The pressure on the existing pastures is impacting the local wildlife too. For example, domestic livestock are now invading areas that are not their ‘natural’ habitat, such as marshes and shallow ponds, creating pressures on breeding grounds of species such as blacknecked crane, barheaded goose and other wetland species. In several places, villagers are reported to have turned hostile to kyang (wild ass) and fenced their pastures to keep it out, which was traditionally never done.
Also evident from local narratives, are the spiritual changes infusing the entire life of Changthang. “Earlier people were very compassionate. All would believe in mutual aid, trust each other. Now people are distrustful, less communal and more individualistic. Buddhism and its principles have just become a ritual, a shallow identity that is not embodied in every-day practice,” said Tharchin-ley, the Thukjey village elder. The entire order of convivial living among the Changpas and the rest of nature is now disturbed, according to him.

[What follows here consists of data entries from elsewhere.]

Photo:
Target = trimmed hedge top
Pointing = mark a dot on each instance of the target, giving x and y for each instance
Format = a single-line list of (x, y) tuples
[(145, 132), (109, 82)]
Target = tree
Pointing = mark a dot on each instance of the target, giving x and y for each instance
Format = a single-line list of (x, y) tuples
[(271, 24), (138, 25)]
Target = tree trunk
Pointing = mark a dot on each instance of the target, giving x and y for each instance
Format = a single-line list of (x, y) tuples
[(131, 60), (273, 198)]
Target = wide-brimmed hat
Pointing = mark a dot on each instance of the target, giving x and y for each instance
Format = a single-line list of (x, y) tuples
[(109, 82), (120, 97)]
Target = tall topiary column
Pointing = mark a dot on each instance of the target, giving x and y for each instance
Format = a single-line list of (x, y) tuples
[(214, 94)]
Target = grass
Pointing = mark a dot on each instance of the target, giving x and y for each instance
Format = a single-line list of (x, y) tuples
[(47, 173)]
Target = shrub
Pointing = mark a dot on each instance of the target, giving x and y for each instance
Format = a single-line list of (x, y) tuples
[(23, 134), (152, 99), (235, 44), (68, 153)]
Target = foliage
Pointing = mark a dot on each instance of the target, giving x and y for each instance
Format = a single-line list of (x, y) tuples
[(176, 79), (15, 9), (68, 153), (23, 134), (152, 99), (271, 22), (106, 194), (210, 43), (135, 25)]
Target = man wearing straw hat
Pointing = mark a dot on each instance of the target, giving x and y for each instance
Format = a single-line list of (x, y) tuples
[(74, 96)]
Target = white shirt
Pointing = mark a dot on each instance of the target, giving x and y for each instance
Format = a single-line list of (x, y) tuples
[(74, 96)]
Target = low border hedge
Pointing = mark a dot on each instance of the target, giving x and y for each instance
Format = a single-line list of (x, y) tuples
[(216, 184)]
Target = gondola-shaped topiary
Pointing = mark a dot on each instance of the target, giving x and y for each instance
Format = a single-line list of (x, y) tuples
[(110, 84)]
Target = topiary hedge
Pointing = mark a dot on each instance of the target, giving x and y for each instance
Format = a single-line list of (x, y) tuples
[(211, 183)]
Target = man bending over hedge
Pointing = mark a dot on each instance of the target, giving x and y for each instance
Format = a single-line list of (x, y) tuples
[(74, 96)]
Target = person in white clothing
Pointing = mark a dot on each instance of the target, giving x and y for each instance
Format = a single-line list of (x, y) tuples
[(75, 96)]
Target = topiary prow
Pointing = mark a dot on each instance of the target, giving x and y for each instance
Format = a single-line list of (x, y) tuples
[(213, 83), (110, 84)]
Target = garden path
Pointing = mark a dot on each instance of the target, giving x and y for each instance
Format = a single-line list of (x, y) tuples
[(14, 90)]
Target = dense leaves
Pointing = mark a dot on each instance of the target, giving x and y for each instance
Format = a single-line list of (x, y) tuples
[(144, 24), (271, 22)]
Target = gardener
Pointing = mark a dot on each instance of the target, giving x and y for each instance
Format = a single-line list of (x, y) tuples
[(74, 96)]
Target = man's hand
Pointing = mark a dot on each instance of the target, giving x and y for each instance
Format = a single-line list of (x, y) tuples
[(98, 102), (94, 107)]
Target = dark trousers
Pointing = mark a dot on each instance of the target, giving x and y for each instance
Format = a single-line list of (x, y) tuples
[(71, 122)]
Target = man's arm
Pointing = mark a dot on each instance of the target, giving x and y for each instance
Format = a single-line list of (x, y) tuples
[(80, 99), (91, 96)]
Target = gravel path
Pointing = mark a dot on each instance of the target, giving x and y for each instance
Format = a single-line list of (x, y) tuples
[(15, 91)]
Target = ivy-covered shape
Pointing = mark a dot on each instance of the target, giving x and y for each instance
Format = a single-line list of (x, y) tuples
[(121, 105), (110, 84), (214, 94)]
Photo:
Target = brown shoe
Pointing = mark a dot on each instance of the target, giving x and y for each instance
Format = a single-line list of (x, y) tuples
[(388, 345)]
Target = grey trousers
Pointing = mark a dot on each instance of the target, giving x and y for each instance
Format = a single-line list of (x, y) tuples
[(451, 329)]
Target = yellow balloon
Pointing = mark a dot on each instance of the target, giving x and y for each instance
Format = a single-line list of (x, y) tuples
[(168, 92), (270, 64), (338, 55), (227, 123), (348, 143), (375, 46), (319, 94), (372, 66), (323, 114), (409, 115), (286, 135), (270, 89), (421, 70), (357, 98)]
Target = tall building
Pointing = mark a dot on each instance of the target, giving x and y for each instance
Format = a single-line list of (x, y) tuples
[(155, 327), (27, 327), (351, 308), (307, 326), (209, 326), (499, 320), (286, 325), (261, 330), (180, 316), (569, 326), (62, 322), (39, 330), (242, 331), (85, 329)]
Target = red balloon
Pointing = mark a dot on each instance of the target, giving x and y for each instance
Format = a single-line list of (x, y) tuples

Outside Changthang too, the problems are deepening. The problem with mainstream development is given a cosmological explanation by Smanla Tundup, ex-goba of Saspotsey village: “the temperatures are rising, snowfall is much less and all you can see are JCBs digging up the earth everywhere. We have disturbed the spirits of the land, of mountains, of snow. If the spirits of nature are not happy, how can we humans be?” These words eloquently point to the impact of climate change and the perils of top-down, human-centred decision-making.
Some innovative attempts are being made to deal with the multiple crises that Changthang and the Changpas face. Enhanced earnings from their livestock is one, though the predominant focus on Pashmina wool has distorted the herd composition and made pastoralism more vulnerable in some ways. Some groups are now assessing the potential of sheep wool also becoming more renumerative, to redress the balance. Homestays for visitors who can experience the Changthang ways of life, are a hybrid of traditional and modern livelihoods, and may incentivise youth to stay back. Pastoralism festivals to celebrate local culture, economy, and knowledge are also being organised, with help from the government. Increased documentation of the intricacies and beauty of Changthang’s people, wildlife and landscapes, such as the Shepherdess of the Glaciers film by Ladakh filmmaker Stanzin Dorjay Gya, could bring appropriate attention to what is threatened. But much more is needed, with Changpas and other peoples of Changthang and the rest of Ladakh at the centre of decision-making.